Sunday, 24 March 2013

Flavor-Town


One of the most prized directives in the corporate witch-doctor’s bag of tricks is the need to identify your mighty enterprise with a small town or rural location. Plant the idea in the public mind that yours is a business just like the reader’s – you struggle along against all the obstacles that government puts in your path making just enough profit to keep going. At the end of the day you are just plain folks, nothing fancy or pretentious to unsettle the customer. The makers of Beech-Nut Gum made the most of their small town origin in the Mohawk Valley town of Canajoharie employing the service of a bucolic Adonis complete with pitchfork to bring the news to the visitor from the city. Just a bunch of local boys who got together to process wholesome smoked country hams and invented the vacuum jar – everything from ketchup to jam, from peanut butter to marmalade went into those jars until chewing gum was added to the product lines. To overcome the problem of pronouncing Canajoharie it was renamed Flavor-Town. 

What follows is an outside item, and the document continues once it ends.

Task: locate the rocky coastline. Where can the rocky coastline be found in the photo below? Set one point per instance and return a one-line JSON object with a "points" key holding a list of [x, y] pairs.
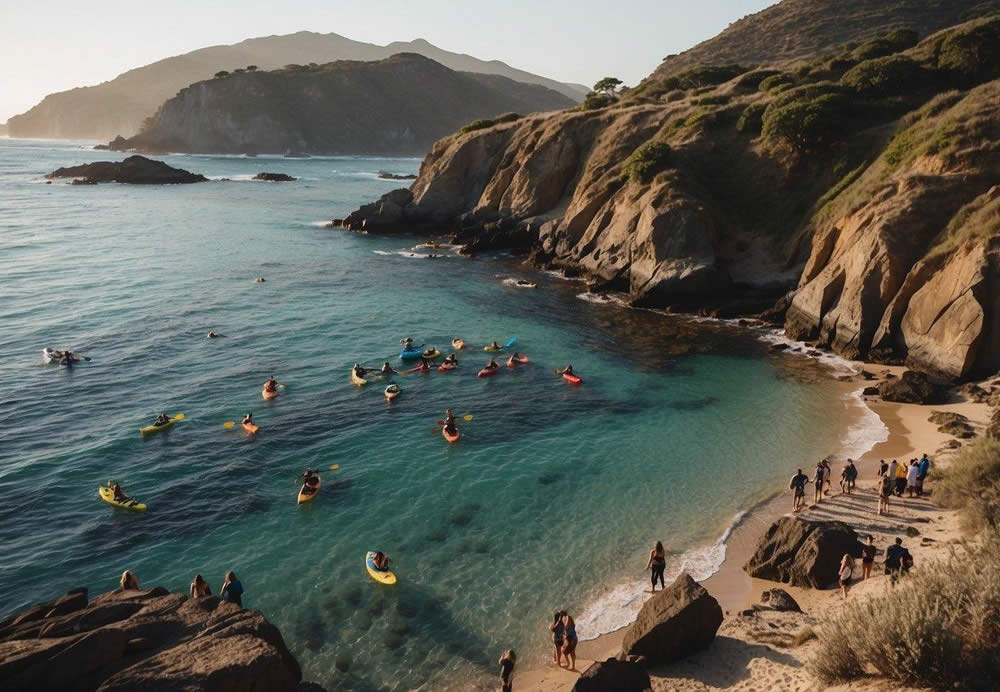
{"points": [[144, 639]]}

Now for a Declaration of Bias – I have the undiluted petit-bourgeois aversion to the habit of chewing slabs of synthetically flavoured latex. The mechanical rhythms of the rotating jaw and associated vacuous facial distortions are self-inflicted and everyone has a right to look stupid, but the practice of transferring discarded gum to the clothing and footwear of strangers via the agency of table undersides and public seating is genuinely objectionable. So shed no tears for the demise of Beech-Nut. The company was swallowed up and spat out by a succession of competitors including Life Savers, Squibb, Nabisco, Nestlé, Ralston Purina, Madison Dearborn and the Hero Group. Somewhere in this marathon the gum expired and all that remains today is baby food. In 2011 the very last production facility in Flavor-Town moved elsewhere.